The IEA report outlines instances where industries are already using AI in ways that could help drive down emissions, including detecting methane leaks in oil and gas infrastructure, making power plants and manufacturing facilities more efficient, and reducing energy consumption in buildings.

AI has also shown early promise in materials discovery, helping to speed up the development of novel battery electrolytes. Some hope the technology could deliver advances in solar materials, nuclear power, or other clean energy technologies and improve climate science, extreme weather forecasting, and disaster response, as other studies have noted. 

Even without any “breakthrough discoveries,” the IEA estimates, widespread adoption of AI applications could cut emissions by 1.4 billion tons in 2035. Those reductions, “if realized,” would be as much as triple the emissions from data centers by that time, under the IEA’s most optimistic development scenario.
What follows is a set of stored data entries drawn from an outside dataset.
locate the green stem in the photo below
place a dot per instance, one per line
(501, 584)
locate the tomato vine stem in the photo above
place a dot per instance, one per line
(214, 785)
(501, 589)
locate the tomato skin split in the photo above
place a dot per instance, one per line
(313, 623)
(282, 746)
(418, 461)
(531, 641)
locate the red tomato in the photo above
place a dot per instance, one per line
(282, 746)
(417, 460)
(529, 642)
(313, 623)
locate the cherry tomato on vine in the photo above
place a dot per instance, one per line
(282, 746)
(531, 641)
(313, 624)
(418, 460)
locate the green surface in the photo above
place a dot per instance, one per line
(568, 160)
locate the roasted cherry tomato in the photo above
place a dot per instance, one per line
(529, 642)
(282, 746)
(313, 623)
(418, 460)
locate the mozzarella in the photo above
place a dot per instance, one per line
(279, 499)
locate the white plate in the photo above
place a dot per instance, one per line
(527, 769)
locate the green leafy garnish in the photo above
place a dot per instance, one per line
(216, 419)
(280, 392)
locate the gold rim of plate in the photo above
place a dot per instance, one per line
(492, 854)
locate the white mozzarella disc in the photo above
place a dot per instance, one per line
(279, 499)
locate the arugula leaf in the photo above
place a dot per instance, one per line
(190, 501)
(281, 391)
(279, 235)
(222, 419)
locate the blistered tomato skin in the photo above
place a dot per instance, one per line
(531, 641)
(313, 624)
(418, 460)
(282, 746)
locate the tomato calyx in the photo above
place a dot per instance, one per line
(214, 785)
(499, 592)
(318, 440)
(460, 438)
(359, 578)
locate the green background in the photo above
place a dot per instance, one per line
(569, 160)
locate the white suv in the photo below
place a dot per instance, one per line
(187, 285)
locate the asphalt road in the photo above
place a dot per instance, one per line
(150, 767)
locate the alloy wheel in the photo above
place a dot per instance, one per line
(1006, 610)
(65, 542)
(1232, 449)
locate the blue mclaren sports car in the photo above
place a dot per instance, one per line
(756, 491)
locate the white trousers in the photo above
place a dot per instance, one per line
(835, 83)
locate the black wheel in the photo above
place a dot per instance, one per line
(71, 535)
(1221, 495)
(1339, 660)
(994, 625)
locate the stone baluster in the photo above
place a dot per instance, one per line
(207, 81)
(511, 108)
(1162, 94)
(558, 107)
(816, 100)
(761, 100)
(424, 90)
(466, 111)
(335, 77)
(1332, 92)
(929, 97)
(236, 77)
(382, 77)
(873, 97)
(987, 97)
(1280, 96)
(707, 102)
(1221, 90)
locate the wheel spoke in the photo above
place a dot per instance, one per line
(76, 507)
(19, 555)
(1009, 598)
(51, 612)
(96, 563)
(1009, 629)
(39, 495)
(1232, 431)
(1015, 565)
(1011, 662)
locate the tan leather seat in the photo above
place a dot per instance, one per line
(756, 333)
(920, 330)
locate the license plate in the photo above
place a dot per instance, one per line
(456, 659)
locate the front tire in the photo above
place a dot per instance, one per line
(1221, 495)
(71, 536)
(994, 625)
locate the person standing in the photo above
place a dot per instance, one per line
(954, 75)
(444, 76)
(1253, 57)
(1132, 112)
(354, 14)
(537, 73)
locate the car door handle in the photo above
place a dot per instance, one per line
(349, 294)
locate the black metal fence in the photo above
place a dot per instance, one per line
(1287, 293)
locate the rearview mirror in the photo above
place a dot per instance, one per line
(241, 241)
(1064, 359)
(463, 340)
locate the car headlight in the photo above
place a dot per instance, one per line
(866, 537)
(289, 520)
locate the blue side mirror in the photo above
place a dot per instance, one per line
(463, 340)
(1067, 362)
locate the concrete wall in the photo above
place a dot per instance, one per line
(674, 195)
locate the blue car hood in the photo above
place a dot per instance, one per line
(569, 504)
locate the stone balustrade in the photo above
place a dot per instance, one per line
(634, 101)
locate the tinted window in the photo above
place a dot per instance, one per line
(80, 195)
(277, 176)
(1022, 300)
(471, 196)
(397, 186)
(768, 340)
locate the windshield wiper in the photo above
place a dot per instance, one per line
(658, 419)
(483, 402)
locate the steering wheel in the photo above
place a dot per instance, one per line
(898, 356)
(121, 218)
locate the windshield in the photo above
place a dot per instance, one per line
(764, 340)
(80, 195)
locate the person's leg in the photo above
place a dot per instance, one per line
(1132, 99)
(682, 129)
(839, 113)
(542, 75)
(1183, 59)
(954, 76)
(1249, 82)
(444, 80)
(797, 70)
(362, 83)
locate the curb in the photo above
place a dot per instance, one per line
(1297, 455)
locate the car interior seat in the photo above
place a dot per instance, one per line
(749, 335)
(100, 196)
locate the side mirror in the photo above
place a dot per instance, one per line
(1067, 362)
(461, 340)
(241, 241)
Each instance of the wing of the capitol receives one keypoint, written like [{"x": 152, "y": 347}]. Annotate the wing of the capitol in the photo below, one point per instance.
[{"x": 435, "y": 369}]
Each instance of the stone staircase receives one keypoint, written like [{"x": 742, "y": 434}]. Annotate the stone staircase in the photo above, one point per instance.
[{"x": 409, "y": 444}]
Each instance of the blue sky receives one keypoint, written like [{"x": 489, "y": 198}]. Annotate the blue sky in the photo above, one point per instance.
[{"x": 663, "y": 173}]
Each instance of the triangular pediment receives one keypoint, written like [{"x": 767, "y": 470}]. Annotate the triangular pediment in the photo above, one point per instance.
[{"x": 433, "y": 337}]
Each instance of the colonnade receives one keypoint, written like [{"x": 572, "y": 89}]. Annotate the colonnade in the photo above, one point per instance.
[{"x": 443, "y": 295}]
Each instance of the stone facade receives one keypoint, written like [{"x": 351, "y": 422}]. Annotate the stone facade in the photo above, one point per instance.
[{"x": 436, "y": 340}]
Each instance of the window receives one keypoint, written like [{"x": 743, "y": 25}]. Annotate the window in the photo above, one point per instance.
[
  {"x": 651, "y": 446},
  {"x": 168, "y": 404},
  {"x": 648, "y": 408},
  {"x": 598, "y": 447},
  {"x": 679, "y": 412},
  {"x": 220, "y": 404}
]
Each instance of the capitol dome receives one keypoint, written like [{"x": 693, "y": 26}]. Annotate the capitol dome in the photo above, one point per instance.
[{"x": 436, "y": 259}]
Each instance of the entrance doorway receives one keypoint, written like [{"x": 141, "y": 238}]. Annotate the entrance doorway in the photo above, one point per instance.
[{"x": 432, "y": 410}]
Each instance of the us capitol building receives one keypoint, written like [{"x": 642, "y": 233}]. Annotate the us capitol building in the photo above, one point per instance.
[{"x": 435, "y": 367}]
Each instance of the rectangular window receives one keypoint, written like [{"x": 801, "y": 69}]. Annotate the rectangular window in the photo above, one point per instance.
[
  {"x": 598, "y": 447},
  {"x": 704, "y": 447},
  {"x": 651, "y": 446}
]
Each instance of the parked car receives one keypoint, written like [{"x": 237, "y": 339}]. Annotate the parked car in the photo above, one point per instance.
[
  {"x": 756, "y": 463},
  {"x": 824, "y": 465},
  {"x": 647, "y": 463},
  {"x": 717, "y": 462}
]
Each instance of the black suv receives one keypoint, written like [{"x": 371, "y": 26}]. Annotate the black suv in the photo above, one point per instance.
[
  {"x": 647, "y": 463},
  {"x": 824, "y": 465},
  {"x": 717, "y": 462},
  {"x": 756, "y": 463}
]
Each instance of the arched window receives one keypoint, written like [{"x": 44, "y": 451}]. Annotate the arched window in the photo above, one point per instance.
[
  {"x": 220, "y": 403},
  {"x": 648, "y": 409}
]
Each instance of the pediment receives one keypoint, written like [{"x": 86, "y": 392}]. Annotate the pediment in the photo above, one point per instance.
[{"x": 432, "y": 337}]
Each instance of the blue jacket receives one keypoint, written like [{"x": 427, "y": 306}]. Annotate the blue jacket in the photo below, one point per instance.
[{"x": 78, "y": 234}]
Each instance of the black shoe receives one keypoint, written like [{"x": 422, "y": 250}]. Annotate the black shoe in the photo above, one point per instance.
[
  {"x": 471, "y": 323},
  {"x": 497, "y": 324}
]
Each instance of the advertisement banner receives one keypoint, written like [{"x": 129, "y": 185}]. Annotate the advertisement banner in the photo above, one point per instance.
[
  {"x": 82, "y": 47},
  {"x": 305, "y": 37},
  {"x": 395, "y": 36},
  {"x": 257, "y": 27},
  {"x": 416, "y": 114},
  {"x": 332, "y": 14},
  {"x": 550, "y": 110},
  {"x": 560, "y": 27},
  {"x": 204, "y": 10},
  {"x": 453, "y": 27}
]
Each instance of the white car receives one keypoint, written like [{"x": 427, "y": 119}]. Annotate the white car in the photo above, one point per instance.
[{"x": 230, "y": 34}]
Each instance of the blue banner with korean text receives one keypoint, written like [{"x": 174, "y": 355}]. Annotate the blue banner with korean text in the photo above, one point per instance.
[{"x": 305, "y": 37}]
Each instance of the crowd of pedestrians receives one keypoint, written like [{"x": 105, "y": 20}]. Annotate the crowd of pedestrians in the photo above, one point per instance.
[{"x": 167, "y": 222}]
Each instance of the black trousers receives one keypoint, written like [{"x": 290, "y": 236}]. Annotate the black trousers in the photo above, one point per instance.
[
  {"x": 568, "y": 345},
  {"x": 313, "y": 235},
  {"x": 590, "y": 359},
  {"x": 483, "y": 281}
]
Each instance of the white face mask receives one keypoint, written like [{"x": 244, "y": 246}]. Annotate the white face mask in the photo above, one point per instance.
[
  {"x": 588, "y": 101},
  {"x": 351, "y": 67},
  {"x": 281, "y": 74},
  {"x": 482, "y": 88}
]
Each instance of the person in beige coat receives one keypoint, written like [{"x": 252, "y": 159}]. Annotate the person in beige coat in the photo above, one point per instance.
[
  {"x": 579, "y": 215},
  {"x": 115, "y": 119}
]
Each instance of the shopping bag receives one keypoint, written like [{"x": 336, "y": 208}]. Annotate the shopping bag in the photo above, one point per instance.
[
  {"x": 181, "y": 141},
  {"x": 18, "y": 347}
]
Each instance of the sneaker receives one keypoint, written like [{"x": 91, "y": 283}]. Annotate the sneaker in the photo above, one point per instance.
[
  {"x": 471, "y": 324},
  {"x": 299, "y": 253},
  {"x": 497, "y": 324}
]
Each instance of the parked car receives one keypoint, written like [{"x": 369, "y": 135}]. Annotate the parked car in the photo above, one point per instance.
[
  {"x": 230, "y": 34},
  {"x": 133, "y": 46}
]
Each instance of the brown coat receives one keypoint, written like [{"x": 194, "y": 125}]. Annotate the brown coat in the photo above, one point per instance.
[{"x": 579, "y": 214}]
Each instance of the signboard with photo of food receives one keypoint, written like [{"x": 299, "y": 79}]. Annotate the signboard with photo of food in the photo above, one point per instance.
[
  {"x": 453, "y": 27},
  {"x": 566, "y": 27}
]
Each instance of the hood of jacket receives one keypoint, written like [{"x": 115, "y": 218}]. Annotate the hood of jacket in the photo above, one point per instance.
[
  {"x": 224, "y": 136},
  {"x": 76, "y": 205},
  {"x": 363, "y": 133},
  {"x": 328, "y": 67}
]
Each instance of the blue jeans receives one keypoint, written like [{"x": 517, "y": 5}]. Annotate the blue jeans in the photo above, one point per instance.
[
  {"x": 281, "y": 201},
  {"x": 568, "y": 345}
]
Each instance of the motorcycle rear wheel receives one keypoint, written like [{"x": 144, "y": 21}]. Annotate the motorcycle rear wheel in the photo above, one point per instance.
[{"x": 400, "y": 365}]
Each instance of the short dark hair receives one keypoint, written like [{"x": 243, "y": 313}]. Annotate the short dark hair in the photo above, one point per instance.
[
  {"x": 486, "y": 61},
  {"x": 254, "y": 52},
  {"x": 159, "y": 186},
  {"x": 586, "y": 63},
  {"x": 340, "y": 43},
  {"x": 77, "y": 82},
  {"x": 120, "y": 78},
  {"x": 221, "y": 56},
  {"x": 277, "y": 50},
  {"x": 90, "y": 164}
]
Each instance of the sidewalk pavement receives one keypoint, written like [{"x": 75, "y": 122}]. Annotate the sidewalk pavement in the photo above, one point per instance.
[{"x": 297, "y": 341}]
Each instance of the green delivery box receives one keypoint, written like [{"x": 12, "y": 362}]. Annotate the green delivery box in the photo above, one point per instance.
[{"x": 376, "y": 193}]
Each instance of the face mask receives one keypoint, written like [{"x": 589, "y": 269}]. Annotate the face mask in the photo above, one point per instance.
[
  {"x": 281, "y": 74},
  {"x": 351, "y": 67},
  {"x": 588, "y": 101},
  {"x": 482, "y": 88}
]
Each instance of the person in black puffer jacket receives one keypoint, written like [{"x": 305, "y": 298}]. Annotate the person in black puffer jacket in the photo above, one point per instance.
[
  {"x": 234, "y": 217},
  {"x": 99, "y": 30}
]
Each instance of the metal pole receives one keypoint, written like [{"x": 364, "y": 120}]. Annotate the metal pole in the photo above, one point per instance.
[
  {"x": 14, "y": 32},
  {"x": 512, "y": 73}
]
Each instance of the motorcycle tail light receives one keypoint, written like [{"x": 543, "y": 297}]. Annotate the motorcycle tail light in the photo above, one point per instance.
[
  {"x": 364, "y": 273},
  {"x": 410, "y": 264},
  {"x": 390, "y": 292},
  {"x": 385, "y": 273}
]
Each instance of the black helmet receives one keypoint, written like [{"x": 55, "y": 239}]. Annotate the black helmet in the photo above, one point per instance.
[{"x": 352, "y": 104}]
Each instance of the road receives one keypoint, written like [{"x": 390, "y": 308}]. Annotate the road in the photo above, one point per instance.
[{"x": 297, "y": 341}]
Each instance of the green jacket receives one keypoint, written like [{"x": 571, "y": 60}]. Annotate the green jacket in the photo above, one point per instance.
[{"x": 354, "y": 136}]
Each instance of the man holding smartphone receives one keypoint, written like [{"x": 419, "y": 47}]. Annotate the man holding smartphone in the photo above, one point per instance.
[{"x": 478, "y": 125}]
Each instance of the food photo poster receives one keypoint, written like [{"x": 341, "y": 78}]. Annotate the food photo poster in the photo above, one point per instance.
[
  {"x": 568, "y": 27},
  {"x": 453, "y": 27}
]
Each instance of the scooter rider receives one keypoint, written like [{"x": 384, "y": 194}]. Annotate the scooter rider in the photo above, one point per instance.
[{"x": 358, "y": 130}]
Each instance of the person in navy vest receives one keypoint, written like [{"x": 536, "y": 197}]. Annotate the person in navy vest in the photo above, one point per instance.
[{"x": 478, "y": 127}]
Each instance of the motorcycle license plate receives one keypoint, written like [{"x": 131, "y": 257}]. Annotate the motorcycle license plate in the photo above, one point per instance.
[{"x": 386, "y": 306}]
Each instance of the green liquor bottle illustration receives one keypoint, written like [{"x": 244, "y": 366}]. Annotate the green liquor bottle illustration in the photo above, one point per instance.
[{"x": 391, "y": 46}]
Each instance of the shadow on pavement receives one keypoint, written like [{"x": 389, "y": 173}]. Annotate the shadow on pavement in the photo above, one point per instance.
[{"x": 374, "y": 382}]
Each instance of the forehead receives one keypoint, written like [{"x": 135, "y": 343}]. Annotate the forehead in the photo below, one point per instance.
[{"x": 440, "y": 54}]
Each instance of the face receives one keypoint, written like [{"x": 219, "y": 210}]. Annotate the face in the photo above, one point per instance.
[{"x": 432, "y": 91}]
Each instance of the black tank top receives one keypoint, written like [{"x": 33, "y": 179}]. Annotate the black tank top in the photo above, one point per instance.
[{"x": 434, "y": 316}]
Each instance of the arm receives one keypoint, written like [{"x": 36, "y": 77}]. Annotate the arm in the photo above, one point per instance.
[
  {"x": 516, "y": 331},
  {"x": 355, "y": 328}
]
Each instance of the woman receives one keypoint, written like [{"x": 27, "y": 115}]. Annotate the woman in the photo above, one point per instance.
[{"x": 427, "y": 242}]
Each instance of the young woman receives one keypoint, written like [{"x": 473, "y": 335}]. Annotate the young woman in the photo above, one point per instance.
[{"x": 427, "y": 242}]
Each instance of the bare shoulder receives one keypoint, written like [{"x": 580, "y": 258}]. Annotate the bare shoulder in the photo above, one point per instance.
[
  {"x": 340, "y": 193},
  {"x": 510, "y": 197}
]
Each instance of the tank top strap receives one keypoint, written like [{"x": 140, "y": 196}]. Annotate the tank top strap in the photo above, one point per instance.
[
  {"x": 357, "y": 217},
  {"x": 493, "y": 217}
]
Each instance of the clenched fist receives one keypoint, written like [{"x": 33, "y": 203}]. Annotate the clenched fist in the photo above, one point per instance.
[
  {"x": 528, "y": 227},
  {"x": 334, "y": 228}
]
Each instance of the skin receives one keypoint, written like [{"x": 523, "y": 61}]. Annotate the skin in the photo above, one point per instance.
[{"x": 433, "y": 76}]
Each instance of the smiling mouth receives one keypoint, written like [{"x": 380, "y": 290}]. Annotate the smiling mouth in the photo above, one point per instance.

But that’s a very big “if.” It requires placing a lot of faith in technical advances, wide-scale deployments, and payoffs from changes in practices over the next 10 years. And there’s a big gap between how AI could be used and how it will be used, something that will depend significantly on economic and regulatory incentives.

Under the Trump administration, there’s little reason to believe that US companies, at least, will face much government pressure to use these tools specifically to drive down emissions. Absent any policy carrots or sticks, it’s arguably more likely that the oil and gas industry will deploy AI to discover new fossil-fuel deposits than to pinpoint methane leaks.

To be clear, the IEA’s figures are a scenario, not a prediction. The authors readily acknowledged that there’s huge uncertainty on this issue, stating: “It is vital to note that there is currently no momentum that could ensure the widespread adoption of these AI applications. Therefore, their aggregate impact, even in 2035, could be marginal if the necessary enabling conditions are not created.”

In other words, we certainly can’t count on AI to drive down emissions more than it drives them up, especially within the time frame now demanded by the dangers of climate change. 

As a reminder, it’s already 2025. Rising emissions have now pushed the planet perilously close to fully tipping past 1.5 ˚C of warming—and global climate pollution is still going up. 

We are barreling toward midcentury, just 25 years shy of when climate models show that every industry in every nation needs to get pretty close to net-zero emissions to prevent warming from surging past 2 ˚C over preindustrial levels. And yet any new natural-gas plants built today, for data centers or any other purpose, could easily still be running 40 years from now.

Carbon dioxide stays in the atmosphere for hundreds of years. So even if the AI industry does eventually provide ways of cutting more emissions than it produces in a given year, those future reductions won’t cancel out the emissions the sector will pump out along the way—or the warming they produce.

It’s a trade-off we don’t need to make if AI companies, utilities, and regional regulators make wiser choices about how to power the data centers they’re building and running today.

Some tech and power companies are taking steps in this direction, by spurring the development of solar farms near their facilities, helping to get nuclear plants back online, or signing contracts to get new geothermal plants built. 

But such efforts should become more the rule than the exception. We no longer have the time or carbon budget to keep cranking up emissions on the promise that we’ll take care of them later.